Vamos imaginar um cenário em que a igreja católica tem o poder para decidir aquilo que a sociedade (isto é, pensadores, escritores, humoristas) pode ou não dizer sobre o catolicismo e a fé; vamos imaginar um cenário em que, através da invocação do direito a não ser "ofendido" com perguntas, críticas e piadas, os cristãos sentem que podem proibir livros, despedir artistas, lançar um anátema de censura e auto-censura sobre tudo o que se diz sobre o cristianismo, que passa a ser assim um totem sagrado acima de qualquer crítica ou piada; vamos imaginar que os cristãos conseguem isto, vamos imaginar que dezenas ou mesmo centenas de autores e actores são despedidos e que dezenas ou centenas de livros, discos e filmes entram num index.

Não, não estou a falar de certos períodos do passado em que os católicos tiveram mesmo este poder. Estou a falar do presente. Sim, do presente. Troquem, por favor, a palavra “católico” pela palavra “gay” ou “negro” e ficam com um retrato do clima de censura que está no ar em 2021. Quando um tradutor branco tem de se demitir porque as brigadas do politicamente correcto não admitem que um poema escrito por uma negra seja traduzido por um homem branco, nós já estamos num lodo nacionalista. Sim, nacionalista. O politicamente correto aplica às minorias a lógica sectária e tribal que os nacionalistas aplicam à nação como um todo. A extrema-esquerda deste politicamente correto e o nacionalismo de extrema-direita negam em igual medida a humanidade partilhada de todos os homens. Em 1930, um nacionalista alemão dizia que só um alemão podia compreender um alemão. Em 2021, os ideólogos do politicamente correto também dizem que só um negro pode compreender um negro.
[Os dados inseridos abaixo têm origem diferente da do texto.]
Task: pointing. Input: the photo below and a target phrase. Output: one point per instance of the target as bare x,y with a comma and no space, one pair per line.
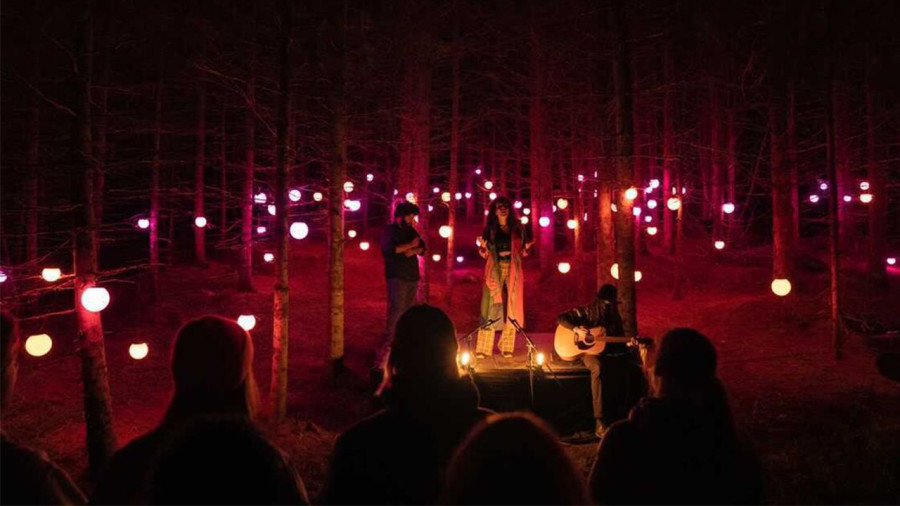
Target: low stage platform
561,390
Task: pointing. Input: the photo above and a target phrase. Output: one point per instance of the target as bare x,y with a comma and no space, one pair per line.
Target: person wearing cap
401,246
679,446
212,368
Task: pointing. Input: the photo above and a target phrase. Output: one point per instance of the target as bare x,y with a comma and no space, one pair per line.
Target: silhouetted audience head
9,333
513,459
223,460
212,366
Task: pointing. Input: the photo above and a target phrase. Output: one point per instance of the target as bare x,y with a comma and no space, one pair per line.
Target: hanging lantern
38,345
138,351
95,299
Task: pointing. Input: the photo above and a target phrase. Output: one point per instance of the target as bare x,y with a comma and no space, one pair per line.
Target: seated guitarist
601,312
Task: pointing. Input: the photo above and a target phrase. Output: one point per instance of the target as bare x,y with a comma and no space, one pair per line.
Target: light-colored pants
507,342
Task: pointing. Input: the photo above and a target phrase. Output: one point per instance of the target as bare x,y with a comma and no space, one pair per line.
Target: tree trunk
101,439
624,168
245,268
281,290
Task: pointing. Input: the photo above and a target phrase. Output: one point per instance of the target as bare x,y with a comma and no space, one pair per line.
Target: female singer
504,243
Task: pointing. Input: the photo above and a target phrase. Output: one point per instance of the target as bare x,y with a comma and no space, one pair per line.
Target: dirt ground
828,431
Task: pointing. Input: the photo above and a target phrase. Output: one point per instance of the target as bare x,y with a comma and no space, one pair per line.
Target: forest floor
827,430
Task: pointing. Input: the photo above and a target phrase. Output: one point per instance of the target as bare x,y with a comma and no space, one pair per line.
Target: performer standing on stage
601,312
401,245
504,243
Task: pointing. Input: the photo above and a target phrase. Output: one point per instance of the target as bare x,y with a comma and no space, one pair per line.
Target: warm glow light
51,274
247,321
138,351
38,345
299,230
781,287
95,299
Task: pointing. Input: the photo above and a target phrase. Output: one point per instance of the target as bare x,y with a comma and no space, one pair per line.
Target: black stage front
562,390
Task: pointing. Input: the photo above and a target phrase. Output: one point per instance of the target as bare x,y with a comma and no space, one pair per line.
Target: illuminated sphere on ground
299,230
95,299
781,287
138,351
51,274
247,321
38,345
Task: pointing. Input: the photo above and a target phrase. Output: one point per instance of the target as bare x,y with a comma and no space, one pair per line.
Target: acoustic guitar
570,345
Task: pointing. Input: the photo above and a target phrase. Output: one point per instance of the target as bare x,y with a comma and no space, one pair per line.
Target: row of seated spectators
432,444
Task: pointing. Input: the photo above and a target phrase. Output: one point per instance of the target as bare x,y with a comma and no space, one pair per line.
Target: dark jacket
399,266
667,452
399,455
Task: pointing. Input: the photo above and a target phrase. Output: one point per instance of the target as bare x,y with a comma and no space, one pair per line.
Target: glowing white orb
95,299
299,230
51,274
247,321
38,345
138,351
781,287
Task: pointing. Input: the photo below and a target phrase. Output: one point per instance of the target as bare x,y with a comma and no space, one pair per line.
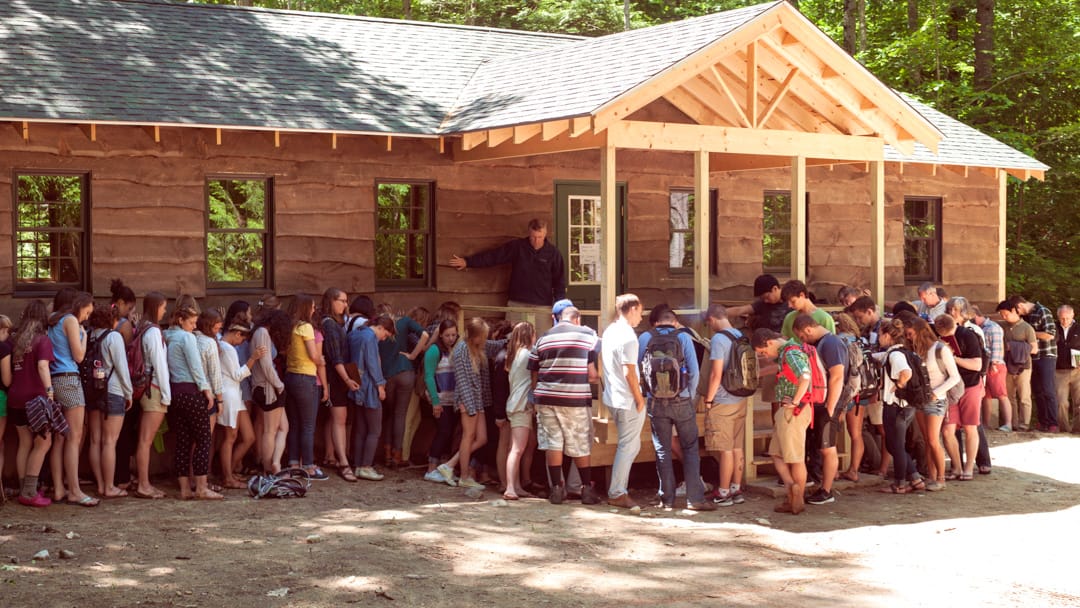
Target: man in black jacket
537,271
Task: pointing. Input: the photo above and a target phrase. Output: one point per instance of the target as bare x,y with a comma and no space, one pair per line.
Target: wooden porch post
877,232
701,234
799,218
609,210
1002,204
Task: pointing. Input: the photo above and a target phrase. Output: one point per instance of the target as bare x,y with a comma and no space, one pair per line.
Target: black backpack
94,384
740,368
663,366
917,391
864,375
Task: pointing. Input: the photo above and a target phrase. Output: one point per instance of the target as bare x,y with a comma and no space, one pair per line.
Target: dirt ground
1001,540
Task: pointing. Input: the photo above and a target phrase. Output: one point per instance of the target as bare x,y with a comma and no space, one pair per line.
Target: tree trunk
850,26
984,44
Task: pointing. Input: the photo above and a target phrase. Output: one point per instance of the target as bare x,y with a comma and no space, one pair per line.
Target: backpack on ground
663,366
140,373
917,391
95,382
819,383
864,376
740,368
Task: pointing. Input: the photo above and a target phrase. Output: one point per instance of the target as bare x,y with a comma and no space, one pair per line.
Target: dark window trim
714,201
786,271
36,289
241,287
936,204
428,283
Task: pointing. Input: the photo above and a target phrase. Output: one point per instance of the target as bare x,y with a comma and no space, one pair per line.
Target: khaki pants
1018,389
1067,382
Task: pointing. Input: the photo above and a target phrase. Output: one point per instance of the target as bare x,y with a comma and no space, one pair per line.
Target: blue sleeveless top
62,349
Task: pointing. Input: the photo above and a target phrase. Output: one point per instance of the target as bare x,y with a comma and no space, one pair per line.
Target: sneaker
368,473
622,500
447,472
723,500
38,500
435,476
589,496
557,495
470,483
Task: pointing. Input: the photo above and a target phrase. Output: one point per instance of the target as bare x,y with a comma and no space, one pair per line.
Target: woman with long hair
472,379
189,411
31,351
898,414
301,373
106,417
336,354
233,416
944,375
518,408
69,347
367,416
154,401
272,330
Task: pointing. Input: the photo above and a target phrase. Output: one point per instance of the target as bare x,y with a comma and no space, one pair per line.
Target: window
922,243
238,232
777,232
51,231
404,247
680,225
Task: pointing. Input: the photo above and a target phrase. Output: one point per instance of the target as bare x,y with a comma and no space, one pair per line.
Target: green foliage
235,242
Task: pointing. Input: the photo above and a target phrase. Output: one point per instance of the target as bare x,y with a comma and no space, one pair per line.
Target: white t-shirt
618,349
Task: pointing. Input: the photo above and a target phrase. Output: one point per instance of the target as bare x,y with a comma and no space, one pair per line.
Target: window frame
35,289
786,270
268,231
428,282
935,204
714,197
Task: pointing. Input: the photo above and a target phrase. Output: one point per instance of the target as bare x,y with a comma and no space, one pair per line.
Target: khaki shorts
151,401
790,434
564,429
726,427
876,413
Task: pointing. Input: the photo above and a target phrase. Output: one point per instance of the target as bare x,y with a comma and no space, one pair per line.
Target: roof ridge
315,14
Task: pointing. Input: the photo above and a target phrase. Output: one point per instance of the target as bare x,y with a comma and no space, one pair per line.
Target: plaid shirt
796,360
1042,320
995,340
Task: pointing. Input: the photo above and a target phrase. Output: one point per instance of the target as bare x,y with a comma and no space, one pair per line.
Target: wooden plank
553,129
645,93
701,234
798,217
496,136
472,139
609,245
777,97
688,138
526,132
877,229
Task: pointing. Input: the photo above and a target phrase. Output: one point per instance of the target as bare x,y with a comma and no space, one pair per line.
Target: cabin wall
148,213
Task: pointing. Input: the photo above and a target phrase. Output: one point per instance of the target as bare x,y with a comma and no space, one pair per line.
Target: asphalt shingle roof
150,62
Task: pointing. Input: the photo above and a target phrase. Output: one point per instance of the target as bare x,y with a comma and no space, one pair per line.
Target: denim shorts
935,408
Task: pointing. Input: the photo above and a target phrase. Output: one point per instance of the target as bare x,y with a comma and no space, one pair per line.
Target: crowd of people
358,379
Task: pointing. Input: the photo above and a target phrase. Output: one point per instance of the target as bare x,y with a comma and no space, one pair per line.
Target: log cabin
227,151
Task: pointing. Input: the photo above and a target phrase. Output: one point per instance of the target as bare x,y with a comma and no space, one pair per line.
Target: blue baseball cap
561,306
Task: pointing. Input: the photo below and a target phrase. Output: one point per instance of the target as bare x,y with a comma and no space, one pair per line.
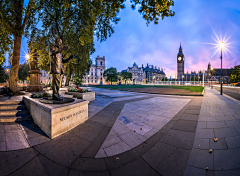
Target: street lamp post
221,66
182,78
Neste quadro mental, assume-se - de forma errada - que os limites daquilo que pode ser dito sobre gays são determinados pela própria “comunidade gay”, por exemplo. É um absurdo. Se defendesse que os limites do discurso público sobre o catolicismo só podiam ser determinados pela própria igreja católica, eu seria acusado (e bem) de “ultramontano”, “inimigo da liberdade”, “reaccionário”, etcétera. Mas então porque é que aqueles que dizem que os limites do discurso público sobre gays devem ser determinados pela própria “comunidade gay” são de imediato considerados como “tolerantes” e defensores da “justiça social”? Que absurdo é este? Ninguém tem o direito de ficar acima da crítica e da piada que considera ofensiva. Por esta lógica, os biógrafos bons, aqueles que irritam os biografados, são uma impossibilidade.

Eu, como católico, oiço piada anti-católicas todos os dias; tenho de viver numa cultura que goza todos os dias aquilo que tenho de mais íntimo, a minha fé; tenho de criar um escudo de ironia e auto-ironia para lidar com essa paródia, mas, ao meu lado, um “gay” ou um “negro” já tem o direito sagrado de não ouvir piadas que considera ofensivas? Que igualdade é esta? O princípio do politicamente correto, o direito a não ser “ofendido”, é a maior ameaça à liberdade da literatura, do pensamento, do humor. É uma ameaça superior ao trumpismo, porque tem boa imprensa, porque não é atacada com a veemência que se exige.